Danach hält es die Kammer für sachdienlich auch im Rahmen einer vorzunehmenden Gesamtwürdigung einer bestimmten (fiktiven) Minderungsquote eine Indizwirkung für das Vorliegen einer erheblichen Beeinträchtigung im Sinne von § 651 e I 1 BGB zukommen zu lassen. In diesem Zusammenhang hält es die Kammer im Hinblick auf eine (fiktive) Minderungsquote bei § 651 e I 1 BGB für angezeigt, eine Annäherung zur Regelung des § 651 f II BGB herzustellen. In beiden Vorschriften wird auf eine „erhebliche Beeinträchtigung“ abgestellt. Nach der ständigen Rechtsprechung der Kammer (Urteil v. 31.08.2006, Az. 2-24 S 281/05, RRa 2007, 69 ff.; Urteil v. 07.12.2007, Az. 2-24 S 53/07, RRa 2008, 76 ff.) liegt eine erhebliche Beeinträchtigung der Reise im Sinne von § 651 f II BGB vor, wenn Reisemängel in dem Ausmaße vorliegen, dass eine Reisepreisminderung in Höhe von mindestens 50% gerechtfertigt ist. An dieser Rechtsprechung hält die Kammer fest.
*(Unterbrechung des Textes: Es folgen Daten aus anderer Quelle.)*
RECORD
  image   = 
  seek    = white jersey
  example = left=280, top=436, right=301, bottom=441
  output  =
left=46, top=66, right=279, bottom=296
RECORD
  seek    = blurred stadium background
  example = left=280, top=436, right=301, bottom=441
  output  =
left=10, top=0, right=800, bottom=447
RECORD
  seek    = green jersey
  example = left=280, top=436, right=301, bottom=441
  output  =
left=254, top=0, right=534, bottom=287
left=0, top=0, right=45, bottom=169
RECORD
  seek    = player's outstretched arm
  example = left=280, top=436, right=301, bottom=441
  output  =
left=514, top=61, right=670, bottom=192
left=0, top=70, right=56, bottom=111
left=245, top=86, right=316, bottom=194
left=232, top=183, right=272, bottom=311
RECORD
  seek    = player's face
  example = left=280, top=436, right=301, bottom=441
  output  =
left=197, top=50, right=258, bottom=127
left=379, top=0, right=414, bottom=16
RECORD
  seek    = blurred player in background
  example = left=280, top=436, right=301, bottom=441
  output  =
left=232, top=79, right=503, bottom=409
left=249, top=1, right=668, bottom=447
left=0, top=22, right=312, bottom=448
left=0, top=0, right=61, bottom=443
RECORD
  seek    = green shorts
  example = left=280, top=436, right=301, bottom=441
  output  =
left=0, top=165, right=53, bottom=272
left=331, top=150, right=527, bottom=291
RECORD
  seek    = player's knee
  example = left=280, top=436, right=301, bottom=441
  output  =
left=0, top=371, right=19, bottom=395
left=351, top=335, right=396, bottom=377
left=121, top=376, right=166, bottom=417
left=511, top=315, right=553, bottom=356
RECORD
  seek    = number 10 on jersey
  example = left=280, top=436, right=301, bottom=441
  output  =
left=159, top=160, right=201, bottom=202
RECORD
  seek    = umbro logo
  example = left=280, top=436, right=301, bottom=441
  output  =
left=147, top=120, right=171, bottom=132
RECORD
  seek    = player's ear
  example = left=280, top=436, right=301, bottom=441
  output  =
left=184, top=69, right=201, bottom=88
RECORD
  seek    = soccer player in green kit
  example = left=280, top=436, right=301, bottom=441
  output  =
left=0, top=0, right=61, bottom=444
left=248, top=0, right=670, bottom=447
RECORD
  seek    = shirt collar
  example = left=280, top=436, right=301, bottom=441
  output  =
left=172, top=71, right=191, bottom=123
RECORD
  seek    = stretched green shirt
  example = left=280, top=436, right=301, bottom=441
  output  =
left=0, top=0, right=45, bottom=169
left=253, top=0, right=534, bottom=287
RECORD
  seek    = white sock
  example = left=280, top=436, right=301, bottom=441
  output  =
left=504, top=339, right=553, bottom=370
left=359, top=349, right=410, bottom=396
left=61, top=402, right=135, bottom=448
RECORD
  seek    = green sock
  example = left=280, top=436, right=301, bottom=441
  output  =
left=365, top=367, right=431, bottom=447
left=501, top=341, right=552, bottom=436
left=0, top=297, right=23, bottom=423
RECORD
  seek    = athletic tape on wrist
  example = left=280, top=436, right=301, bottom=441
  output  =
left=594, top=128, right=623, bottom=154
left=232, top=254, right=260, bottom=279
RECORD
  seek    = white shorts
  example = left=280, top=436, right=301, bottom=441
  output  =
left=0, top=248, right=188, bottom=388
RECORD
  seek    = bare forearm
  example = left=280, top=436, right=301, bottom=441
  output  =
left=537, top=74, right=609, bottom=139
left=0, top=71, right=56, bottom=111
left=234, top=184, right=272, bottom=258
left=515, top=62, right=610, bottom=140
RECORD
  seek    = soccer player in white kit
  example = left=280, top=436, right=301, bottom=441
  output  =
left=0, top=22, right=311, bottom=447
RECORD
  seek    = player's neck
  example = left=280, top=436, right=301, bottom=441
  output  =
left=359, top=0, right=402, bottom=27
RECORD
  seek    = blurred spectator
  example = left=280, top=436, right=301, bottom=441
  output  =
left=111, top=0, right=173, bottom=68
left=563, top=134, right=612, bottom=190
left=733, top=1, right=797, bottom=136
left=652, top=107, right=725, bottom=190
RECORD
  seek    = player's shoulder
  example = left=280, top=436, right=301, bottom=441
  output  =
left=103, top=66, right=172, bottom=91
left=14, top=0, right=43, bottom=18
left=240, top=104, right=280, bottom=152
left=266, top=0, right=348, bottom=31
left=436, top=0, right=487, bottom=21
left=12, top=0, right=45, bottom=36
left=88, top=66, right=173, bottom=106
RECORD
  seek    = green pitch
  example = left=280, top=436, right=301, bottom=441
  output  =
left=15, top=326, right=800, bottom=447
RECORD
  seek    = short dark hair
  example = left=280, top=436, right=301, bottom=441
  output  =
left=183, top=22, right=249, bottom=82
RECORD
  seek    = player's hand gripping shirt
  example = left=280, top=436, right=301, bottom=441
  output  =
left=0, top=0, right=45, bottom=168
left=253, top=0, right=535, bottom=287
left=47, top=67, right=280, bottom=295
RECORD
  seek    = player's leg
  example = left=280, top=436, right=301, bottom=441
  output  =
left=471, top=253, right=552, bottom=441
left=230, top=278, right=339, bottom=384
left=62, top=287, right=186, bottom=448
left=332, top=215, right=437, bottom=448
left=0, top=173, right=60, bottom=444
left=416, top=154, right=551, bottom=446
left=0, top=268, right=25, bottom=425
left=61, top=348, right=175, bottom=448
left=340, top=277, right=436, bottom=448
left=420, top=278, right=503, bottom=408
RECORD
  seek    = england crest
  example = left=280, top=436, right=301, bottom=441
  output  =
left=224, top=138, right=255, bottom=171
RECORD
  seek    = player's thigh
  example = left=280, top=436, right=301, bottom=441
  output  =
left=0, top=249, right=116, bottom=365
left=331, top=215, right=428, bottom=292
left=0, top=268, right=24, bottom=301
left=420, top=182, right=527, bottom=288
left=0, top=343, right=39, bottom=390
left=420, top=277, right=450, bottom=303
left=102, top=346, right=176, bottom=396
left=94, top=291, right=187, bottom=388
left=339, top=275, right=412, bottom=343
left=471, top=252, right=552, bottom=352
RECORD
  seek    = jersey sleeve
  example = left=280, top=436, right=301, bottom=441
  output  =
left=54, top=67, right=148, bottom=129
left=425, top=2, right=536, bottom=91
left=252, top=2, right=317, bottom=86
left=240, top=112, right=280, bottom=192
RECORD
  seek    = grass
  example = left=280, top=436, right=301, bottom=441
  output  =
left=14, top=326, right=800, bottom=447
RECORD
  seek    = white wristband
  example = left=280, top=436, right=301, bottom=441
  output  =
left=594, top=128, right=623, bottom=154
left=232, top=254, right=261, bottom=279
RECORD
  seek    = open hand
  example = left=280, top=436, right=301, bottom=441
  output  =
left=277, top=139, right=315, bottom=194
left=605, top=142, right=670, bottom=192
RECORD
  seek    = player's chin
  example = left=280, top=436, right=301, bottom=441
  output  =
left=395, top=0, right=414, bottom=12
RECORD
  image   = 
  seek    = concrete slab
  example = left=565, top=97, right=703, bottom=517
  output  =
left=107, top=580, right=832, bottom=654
Dagegen vertritt die Kammer nunmehr die Auffassung, dass im Hinblick auf § 651 e BGB zu beachten ist, dass die durch eine Kündigung herbeigeführte Beendigung des Vertrages so einschneidend ist, dass sie nur unter erschwerten Voraussetzungen zugelassen werden sollte (vgl. auch MüKo-Tonner, BGB, 5. Aufl., 2009, § 651 e, Rn. 9). Aufgrund dessen hält die Kammer nunmehr die zuletzt vertretene Minderungsquote von 20% für zu gering, als dass ihr eine Indizwirkung für eine erhebliche Beeinträchtigung zugesprochen werden könnte. Nach einer Gesamtwürdigung aller Gesichtspunkte hält die Kammer eine (fiktive) Minderungsquote von 35% für tauglich, um die Voraussetzungen für eine Kündigung ausreichend aber auch nicht zu sehr zu erschweren.
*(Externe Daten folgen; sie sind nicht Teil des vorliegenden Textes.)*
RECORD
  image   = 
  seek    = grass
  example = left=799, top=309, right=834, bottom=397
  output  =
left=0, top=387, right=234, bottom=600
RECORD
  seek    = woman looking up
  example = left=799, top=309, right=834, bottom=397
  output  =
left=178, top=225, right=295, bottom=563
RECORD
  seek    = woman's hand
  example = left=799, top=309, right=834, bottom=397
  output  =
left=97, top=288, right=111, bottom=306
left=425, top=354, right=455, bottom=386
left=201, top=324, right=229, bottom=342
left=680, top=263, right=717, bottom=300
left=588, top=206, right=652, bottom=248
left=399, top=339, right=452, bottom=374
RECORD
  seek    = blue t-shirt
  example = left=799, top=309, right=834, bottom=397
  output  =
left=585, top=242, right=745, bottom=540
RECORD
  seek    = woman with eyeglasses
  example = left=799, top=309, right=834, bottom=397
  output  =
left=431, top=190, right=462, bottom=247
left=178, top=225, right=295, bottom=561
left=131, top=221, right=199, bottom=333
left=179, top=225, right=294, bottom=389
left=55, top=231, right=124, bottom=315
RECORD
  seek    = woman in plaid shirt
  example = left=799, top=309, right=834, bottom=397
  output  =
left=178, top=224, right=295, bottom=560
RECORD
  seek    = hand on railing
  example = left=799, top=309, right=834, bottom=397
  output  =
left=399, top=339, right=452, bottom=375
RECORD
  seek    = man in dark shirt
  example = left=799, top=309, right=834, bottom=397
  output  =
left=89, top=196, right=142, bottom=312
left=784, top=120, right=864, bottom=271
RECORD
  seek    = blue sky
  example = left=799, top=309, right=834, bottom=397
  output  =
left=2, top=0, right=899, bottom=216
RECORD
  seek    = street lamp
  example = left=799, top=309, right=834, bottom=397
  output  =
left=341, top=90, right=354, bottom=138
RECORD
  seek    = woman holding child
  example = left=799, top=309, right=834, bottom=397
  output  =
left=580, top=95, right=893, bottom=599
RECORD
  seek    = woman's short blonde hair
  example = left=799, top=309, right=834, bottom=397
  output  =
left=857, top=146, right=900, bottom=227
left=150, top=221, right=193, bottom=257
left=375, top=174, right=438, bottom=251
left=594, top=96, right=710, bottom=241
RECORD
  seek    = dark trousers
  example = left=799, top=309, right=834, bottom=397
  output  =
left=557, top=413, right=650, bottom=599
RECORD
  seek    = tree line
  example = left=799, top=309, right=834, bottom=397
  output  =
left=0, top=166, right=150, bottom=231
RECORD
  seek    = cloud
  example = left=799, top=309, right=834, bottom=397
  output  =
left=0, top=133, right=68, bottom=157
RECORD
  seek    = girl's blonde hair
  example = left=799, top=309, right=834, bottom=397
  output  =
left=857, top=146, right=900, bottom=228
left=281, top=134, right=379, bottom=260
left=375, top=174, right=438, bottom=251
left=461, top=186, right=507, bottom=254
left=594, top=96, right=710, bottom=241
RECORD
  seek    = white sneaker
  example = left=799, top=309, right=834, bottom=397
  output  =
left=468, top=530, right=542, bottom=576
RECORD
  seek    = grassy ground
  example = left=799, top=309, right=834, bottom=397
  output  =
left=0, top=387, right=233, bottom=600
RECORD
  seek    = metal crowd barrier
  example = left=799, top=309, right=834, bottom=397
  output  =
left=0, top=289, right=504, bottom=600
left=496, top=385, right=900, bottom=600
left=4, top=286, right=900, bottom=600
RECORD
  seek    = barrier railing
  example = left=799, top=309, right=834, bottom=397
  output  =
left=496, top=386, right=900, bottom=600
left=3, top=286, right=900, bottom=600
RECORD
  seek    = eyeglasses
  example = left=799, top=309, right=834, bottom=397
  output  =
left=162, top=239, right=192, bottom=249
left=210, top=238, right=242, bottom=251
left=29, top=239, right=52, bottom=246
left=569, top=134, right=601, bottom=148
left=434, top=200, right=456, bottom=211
Danach ist davon auszugehen, dass eine erhebliche Beeinträchtigung im Sinne von § 651 e I 1 BGB vorliegt, wenn dem Reisenden aufgrund einer an Zweck und konkreter Ausgestaltung der Reise sowie Art und Dauer der Beeinträchtigung orientierten Gesamtwürdigung eine Fortsetzung der Reise nicht zumutbar ist, wobei die Unzumutbarkeit regelmäßig bei einer (fiktiven) Minderungsquote von 35% indiziert ist. Es ist aber nochmals zu betonen, dass die Feststellung einer (fiktiven) Minderungsquote nicht von einer umfassenden Gesamtwürdigung der Umstände entbindet. Es handelt sich gerade nicht um eine starre Prozentgrenze, sondern es kommt immer auf den Einzelfall an.
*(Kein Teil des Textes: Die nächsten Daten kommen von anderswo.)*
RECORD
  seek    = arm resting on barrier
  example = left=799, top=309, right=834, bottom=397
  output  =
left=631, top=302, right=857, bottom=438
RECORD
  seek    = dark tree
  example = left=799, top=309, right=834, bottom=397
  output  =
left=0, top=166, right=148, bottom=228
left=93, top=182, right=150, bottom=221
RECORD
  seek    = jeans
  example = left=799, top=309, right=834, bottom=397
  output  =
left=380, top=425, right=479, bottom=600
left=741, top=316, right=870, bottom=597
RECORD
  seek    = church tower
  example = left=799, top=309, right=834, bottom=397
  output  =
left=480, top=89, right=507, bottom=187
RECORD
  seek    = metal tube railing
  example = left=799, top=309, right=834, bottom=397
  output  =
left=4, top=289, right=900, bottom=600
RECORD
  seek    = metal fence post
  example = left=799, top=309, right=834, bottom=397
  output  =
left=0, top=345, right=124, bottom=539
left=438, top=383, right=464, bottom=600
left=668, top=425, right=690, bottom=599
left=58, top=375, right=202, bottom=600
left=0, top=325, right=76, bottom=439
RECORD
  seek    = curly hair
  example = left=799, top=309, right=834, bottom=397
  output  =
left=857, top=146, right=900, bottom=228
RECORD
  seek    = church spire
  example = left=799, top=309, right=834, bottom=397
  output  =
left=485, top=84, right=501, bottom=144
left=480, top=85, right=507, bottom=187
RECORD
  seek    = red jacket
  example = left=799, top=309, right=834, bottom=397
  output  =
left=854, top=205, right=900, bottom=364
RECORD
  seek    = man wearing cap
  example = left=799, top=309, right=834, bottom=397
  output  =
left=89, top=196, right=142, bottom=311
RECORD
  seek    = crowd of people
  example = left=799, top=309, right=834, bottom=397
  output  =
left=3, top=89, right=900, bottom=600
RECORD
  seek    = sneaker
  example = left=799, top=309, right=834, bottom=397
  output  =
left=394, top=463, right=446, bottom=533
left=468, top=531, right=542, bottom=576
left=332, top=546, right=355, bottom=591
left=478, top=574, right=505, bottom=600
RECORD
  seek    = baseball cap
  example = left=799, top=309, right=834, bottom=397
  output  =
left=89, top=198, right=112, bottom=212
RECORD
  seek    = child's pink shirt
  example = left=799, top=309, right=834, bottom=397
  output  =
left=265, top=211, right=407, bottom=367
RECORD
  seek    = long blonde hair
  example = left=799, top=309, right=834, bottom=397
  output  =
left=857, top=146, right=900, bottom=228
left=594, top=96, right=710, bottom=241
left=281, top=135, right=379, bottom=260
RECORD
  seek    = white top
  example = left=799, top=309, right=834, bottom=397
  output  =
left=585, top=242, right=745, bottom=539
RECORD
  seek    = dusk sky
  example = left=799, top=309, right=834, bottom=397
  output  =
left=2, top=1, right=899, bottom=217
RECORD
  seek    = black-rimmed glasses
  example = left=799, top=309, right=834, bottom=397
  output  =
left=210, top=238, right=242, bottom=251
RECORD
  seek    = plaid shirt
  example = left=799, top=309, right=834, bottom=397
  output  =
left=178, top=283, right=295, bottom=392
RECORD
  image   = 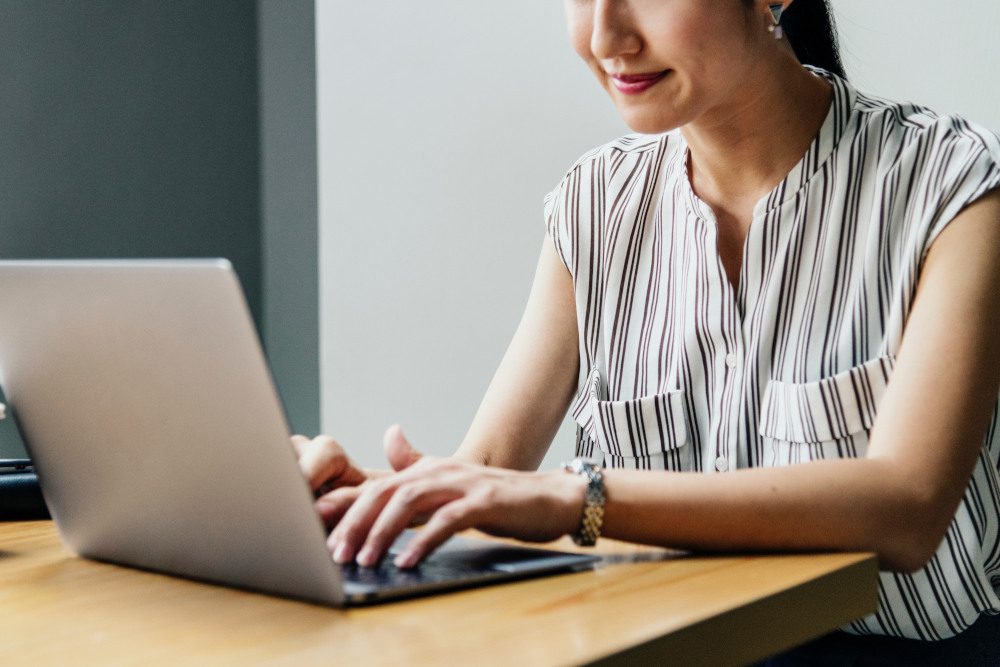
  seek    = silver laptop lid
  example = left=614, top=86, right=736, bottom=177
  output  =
left=0, top=260, right=343, bottom=605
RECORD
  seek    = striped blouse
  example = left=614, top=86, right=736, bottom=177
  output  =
left=544, top=65, right=1000, bottom=640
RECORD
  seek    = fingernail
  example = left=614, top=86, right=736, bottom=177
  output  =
left=357, top=545, right=376, bottom=567
left=394, top=550, right=417, bottom=569
left=334, top=542, right=352, bottom=564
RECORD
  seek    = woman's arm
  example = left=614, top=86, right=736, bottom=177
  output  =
left=602, top=187, right=1000, bottom=571
left=330, top=190, right=1000, bottom=572
left=298, top=234, right=577, bottom=496
left=451, top=235, right=580, bottom=470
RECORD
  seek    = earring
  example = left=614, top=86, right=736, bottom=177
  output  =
left=767, top=2, right=785, bottom=40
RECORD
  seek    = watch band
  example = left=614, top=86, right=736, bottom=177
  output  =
left=562, top=457, right=605, bottom=546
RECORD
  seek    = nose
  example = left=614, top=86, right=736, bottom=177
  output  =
left=591, top=0, right=641, bottom=61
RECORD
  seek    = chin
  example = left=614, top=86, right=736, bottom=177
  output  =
left=620, top=111, right=680, bottom=136
left=611, top=96, right=683, bottom=135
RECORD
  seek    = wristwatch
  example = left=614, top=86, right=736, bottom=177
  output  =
left=562, top=457, right=605, bottom=546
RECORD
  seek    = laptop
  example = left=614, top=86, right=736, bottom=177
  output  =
left=0, top=259, right=597, bottom=605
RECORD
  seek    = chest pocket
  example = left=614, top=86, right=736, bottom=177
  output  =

Gemessen an diesen Grundsätzen liegt in dem fehlenden Balkon keine erhebliche Beeinträchtigung vor. Der nicht vorhandene Balkon ist nach einer Gesamtwürdigung der Umstände nicht so erheblich, dass er das Verbleiben der Klägerin und ihres Mitreisenden im gebuchten Hotel unzumutbar gemacht hätte.
Die Bewertung des Amtsgerichts mit einer Minderungsquote von 20% ist durchaus angemessen. Hierbei ist insbesondere zu berücksichtigen, dass der sonstige Aufenthalt in dem Hotel nicht zu beanstanden ist. Nach dem Prospekt erfolgt die Unterbringung in einfach-rustikalen Zimmern, was auf eine einfache Ausstattung schließen lässt. Die Vorzüge des Hotels liegen vielmehr in seiner Lage in unberührter Natur im Intelvital und in der guten Küche, weniger jedoch in der Unterbringung und Ausstattung der Zimmer. In der Bewertung des Verhältnisses der Reiseleistungen in mangelfreier und mangelhafter Form (§§ 651 d Abs. 1, 638 Abs. 3 BGB) ist der fehlende Balkon von eher geringer Bedeutung und mit einer Minderung von 20% angemessen berücksichtigt.
Damit wird die nunmehrige Grenze für eine Indizwirkung für eine erhebliche Beeinträchtigung im Sinne des § 651 e I 1 BGB von 35% nicht erreicht.
Es liegen nach einer Gesamtbetrachtung aller Umstände aber auch keine sonstigen Gründe vor, die es rechtfertigen, allein aufgrund des fehlenden Balkons die Zumutbarkeit des Verbleibens im Hotel zu verneinen.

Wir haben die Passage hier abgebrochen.